The preparation method of chiral sulphoxide proton pump inhibitor of the present invention or its pharmacologically acceptable salt is that oxygenant (Davis oxygenant) carries out asymmetric oxidation to the mixture that draws the azoles thio-ether type compounds with the mute piperazine of the chirality camphor sulphur of cheapness, makes chiral sulphoxide proton pump inhibitor or its pharmacologically acceptable salt.Preparing method of the present invention need not to add chiral ligand and metallic compound; Avoided in reaction, introducing heavy metal; And the camphor sulfonyl imide compounds after the oxidizing reaction is a reusable edible through simple process (comprising recrystallization, oxide treatment etc.), thereby has significantly reduced production cost.And; Preparing method of the present invention has products obtained therefrom (chiral sulphoxide proton pump inhibitor or its pharmacologically acceptable salt) purity high (more than 99.00%), yield high (being not less than 80%), stereoselectivity is special, production cost is low, pollution-free, easy and simple to handle, organic solvent residual is few even organic solvent-free is residual, be suitable for advantage such as industrial mass production; Preparation purifying like the pharmacologically acceptable salt (like sodium salt, sylvite, magnesium salts etc.) of chiral sulphoxide proton pump inhibitor is all made solvent with water, and organic solvent residual is few even organic solvent-free is residual in this purification process.

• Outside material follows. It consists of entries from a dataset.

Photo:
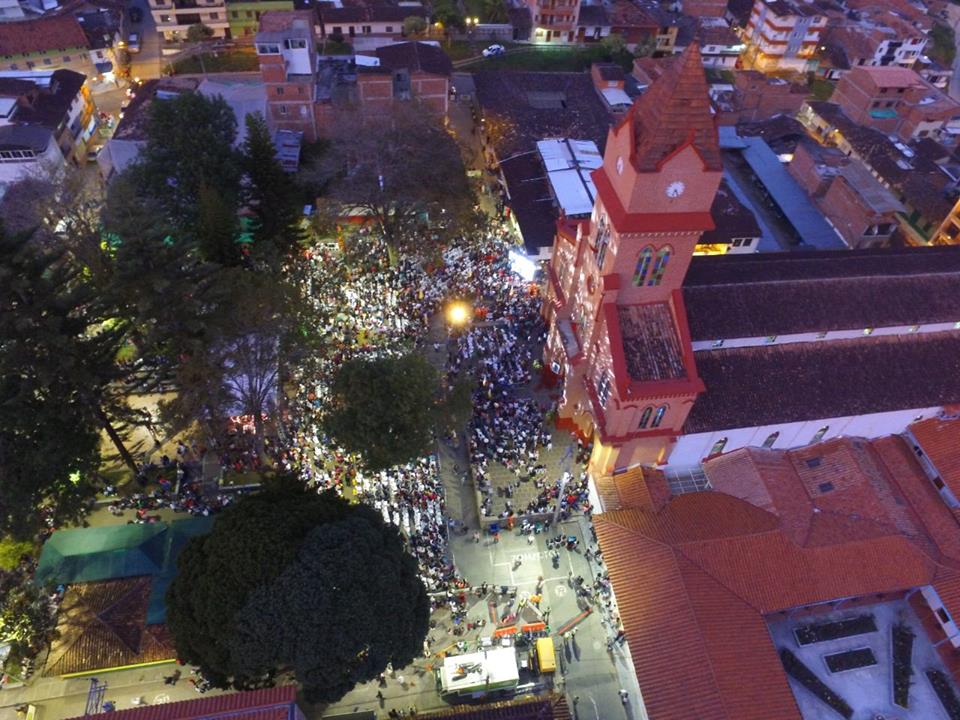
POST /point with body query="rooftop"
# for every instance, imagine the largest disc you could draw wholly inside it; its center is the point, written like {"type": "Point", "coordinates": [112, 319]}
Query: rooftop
{"type": "Point", "coordinates": [699, 578]}
{"type": "Point", "coordinates": [568, 164]}
{"type": "Point", "coordinates": [414, 57]}
{"type": "Point", "coordinates": [673, 112]}
{"type": "Point", "coordinates": [56, 32]}
{"type": "Point", "coordinates": [650, 345]}
{"type": "Point", "coordinates": [269, 704]}
{"type": "Point", "coordinates": [731, 219]}
{"type": "Point", "coordinates": [769, 384]}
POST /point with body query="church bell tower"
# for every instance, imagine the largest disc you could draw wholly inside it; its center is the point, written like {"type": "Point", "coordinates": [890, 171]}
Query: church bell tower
{"type": "Point", "coordinates": [618, 331]}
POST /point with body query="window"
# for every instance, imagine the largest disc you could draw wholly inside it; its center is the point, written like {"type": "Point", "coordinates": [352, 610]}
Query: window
{"type": "Point", "coordinates": [603, 388]}
{"type": "Point", "coordinates": [603, 240]}
{"type": "Point", "coordinates": [658, 418]}
{"type": "Point", "coordinates": [660, 266]}
{"type": "Point", "coordinates": [643, 266]}
{"type": "Point", "coordinates": [645, 417]}
{"type": "Point", "coordinates": [718, 447]}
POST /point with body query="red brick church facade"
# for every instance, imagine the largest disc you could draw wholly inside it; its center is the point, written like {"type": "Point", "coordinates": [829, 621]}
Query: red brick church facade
{"type": "Point", "coordinates": [618, 331]}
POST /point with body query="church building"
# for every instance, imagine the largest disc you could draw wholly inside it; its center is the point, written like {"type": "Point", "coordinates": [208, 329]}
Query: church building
{"type": "Point", "coordinates": [668, 359]}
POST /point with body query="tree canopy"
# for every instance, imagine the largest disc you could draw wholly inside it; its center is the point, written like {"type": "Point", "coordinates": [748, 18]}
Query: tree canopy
{"type": "Point", "coordinates": [289, 581]}
{"type": "Point", "coordinates": [57, 364]}
{"type": "Point", "coordinates": [402, 169]}
{"type": "Point", "coordinates": [385, 409]}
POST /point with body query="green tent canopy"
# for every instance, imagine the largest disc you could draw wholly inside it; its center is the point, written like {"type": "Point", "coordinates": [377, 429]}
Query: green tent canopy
{"type": "Point", "coordinates": [120, 551]}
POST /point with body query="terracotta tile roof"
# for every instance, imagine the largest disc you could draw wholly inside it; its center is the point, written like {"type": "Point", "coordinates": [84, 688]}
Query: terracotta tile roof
{"type": "Point", "coordinates": [650, 343]}
{"type": "Point", "coordinates": [940, 442]}
{"type": "Point", "coordinates": [675, 111]}
{"type": "Point", "coordinates": [769, 384]}
{"type": "Point", "coordinates": [103, 625]}
{"type": "Point", "coordinates": [37, 36]}
{"type": "Point", "coordinates": [939, 521]}
{"type": "Point", "coordinates": [551, 707]}
{"type": "Point", "coordinates": [268, 704]}
{"type": "Point", "coordinates": [776, 294]}
{"type": "Point", "coordinates": [414, 57]}
{"type": "Point", "coordinates": [695, 580]}
{"type": "Point", "coordinates": [639, 488]}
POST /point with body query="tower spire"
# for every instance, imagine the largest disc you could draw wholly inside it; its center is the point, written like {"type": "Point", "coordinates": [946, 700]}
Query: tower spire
{"type": "Point", "coordinates": [674, 112]}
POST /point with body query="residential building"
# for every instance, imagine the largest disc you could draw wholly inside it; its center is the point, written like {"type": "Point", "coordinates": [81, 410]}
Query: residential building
{"type": "Point", "coordinates": [784, 34]}
{"type": "Point", "coordinates": [666, 358]}
{"type": "Point", "coordinates": [304, 91]}
{"type": "Point", "coordinates": [174, 17]}
{"type": "Point", "coordinates": [744, 581]}
{"type": "Point", "coordinates": [243, 16]}
{"type": "Point", "coordinates": [897, 100]}
{"type": "Point", "coordinates": [755, 97]}
{"type": "Point", "coordinates": [406, 70]}
{"type": "Point", "coordinates": [554, 20]}
{"type": "Point", "coordinates": [381, 19]}
{"type": "Point", "coordinates": [862, 210]}
{"type": "Point", "coordinates": [46, 120]}
{"type": "Point", "coordinates": [704, 8]}
{"type": "Point", "coordinates": [288, 66]}
{"type": "Point", "coordinates": [917, 174]}
{"type": "Point", "coordinates": [720, 46]}
{"type": "Point", "coordinates": [277, 702]}
{"type": "Point", "coordinates": [876, 41]}
{"type": "Point", "coordinates": [10, 11]}
{"type": "Point", "coordinates": [518, 110]}
{"type": "Point", "coordinates": [46, 43]}
{"type": "Point", "coordinates": [735, 226]}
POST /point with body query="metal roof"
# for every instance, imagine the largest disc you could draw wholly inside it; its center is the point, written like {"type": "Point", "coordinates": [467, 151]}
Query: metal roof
{"type": "Point", "coordinates": [790, 197]}
{"type": "Point", "coordinates": [569, 164]}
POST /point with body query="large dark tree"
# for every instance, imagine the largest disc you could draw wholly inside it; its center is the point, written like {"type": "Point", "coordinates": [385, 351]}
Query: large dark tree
{"type": "Point", "coordinates": [57, 368]}
{"type": "Point", "coordinates": [189, 145]}
{"type": "Point", "coordinates": [269, 193]}
{"type": "Point", "coordinates": [289, 581]}
{"type": "Point", "coordinates": [384, 409]}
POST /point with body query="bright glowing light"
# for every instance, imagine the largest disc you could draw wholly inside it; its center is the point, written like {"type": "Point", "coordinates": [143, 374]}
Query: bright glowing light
{"type": "Point", "coordinates": [458, 313]}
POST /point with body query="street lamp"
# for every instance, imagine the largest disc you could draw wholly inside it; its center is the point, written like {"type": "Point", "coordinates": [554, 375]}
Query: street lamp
{"type": "Point", "coordinates": [458, 313]}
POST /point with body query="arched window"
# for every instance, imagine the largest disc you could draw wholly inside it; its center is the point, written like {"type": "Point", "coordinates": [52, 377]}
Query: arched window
{"type": "Point", "coordinates": [718, 447]}
{"type": "Point", "coordinates": [660, 265]}
{"type": "Point", "coordinates": [658, 418]}
{"type": "Point", "coordinates": [603, 241]}
{"type": "Point", "coordinates": [643, 266]}
{"type": "Point", "coordinates": [645, 417]}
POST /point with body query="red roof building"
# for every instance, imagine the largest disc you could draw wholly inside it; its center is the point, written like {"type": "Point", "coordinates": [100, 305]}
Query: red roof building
{"type": "Point", "coordinates": [784, 534]}
{"type": "Point", "coordinates": [279, 703]}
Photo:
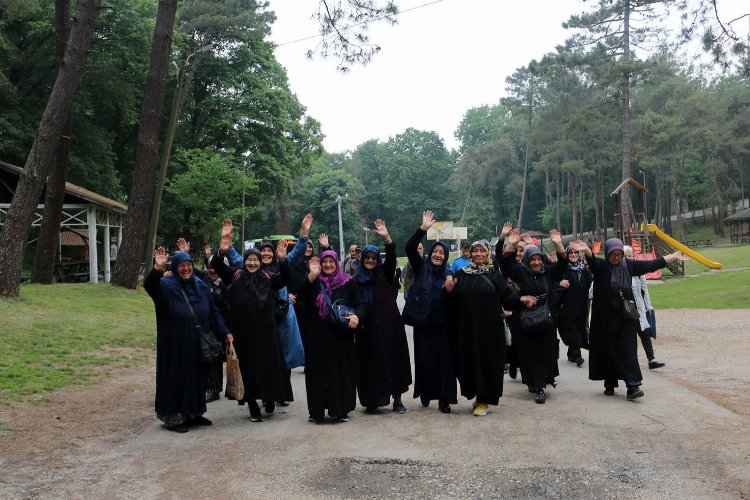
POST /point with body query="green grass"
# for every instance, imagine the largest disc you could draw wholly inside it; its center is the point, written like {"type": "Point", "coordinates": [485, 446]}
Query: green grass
{"type": "Point", "coordinates": [57, 335]}
{"type": "Point", "coordinates": [719, 290]}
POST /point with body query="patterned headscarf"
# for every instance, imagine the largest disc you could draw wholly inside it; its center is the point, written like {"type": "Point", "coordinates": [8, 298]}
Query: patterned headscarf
{"type": "Point", "coordinates": [338, 279]}
{"type": "Point", "coordinates": [471, 267]}
{"type": "Point", "coordinates": [621, 278]}
{"type": "Point", "coordinates": [364, 275]}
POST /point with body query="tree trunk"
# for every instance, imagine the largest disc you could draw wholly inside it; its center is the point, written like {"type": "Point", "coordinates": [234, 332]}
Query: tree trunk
{"type": "Point", "coordinates": [49, 234]}
{"type": "Point", "coordinates": [625, 202]}
{"type": "Point", "coordinates": [136, 225]}
{"type": "Point", "coordinates": [31, 182]}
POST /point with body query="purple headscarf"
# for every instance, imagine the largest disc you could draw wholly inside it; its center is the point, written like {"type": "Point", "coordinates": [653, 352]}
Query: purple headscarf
{"type": "Point", "coordinates": [338, 279]}
{"type": "Point", "coordinates": [621, 279]}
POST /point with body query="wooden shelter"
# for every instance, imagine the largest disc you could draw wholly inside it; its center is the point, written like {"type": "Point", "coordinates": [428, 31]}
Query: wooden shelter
{"type": "Point", "coordinates": [84, 213]}
{"type": "Point", "coordinates": [739, 227]}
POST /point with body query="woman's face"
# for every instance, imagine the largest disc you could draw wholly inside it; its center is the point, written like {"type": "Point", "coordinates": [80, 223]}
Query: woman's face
{"type": "Point", "coordinates": [519, 252]}
{"type": "Point", "coordinates": [370, 260]}
{"type": "Point", "coordinates": [615, 257]}
{"type": "Point", "coordinates": [437, 256]}
{"type": "Point", "coordinates": [536, 262]}
{"type": "Point", "coordinates": [252, 263]}
{"type": "Point", "coordinates": [184, 269]}
{"type": "Point", "coordinates": [266, 255]}
{"type": "Point", "coordinates": [479, 255]}
{"type": "Point", "coordinates": [328, 265]}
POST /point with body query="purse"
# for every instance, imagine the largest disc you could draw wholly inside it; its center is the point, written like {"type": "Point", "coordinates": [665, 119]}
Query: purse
{"type": "Point", "coordinates": [339, 311]}
{"type": "Point", "coordinates": [235, 387]}
{"type": "Point", "coordinates": [629, 309]}
{"type": "Point", "coordinates": [209, 347]}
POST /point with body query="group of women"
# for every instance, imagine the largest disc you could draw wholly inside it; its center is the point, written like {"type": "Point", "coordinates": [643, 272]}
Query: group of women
{"type": "Point", "coordinates": [353, 334]}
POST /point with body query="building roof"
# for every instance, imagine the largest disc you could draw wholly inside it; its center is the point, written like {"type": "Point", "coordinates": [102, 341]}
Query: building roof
{"type": "Point", "coordinates": [77, 191]}
{"type": "Point", "coordinates": [743, 215]}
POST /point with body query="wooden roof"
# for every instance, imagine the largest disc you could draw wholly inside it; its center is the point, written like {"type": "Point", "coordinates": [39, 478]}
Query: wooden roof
{"type": "Point", "coordinates": [77, 191]}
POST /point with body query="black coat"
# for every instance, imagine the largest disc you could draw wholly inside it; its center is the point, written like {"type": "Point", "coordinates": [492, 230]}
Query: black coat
{"type": "Point", "coordinates": [330, 359]}
{"type": "Point", "coordinates": [476, 317]}
{"type": "Point", "coordinates": [573, 308]}
{"type": "Point", "coordinates": [254, 330]}
{"type": "Point", "coordinates": [613, 347]}
{"type": "Point", "coordinates": [180, 376]}
{"type": "Point", "coordinates": [536, 351]}
{"type": "Point", "coordinates": [383, 360]}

Except as otherwise noted; When per-cent of the present invention is the per-cent between liquid and the liquid volume per-cent; When per-cent is the per-cent between liquid and the solid volume/weight per-cent; Be weight/volume percent when per-cent is the per-cent between solid and the liquid, all the other are weight/weight percent.
The present invention is through the checking of technical data such as proton nmr spectra: in the imidazoles thio-ether type compounds structure-the NH proton shows in proton nmr spectra obviously, and after it is prepared into the mixture of imidazoles thio-ether type compounds, and its proton blackout then.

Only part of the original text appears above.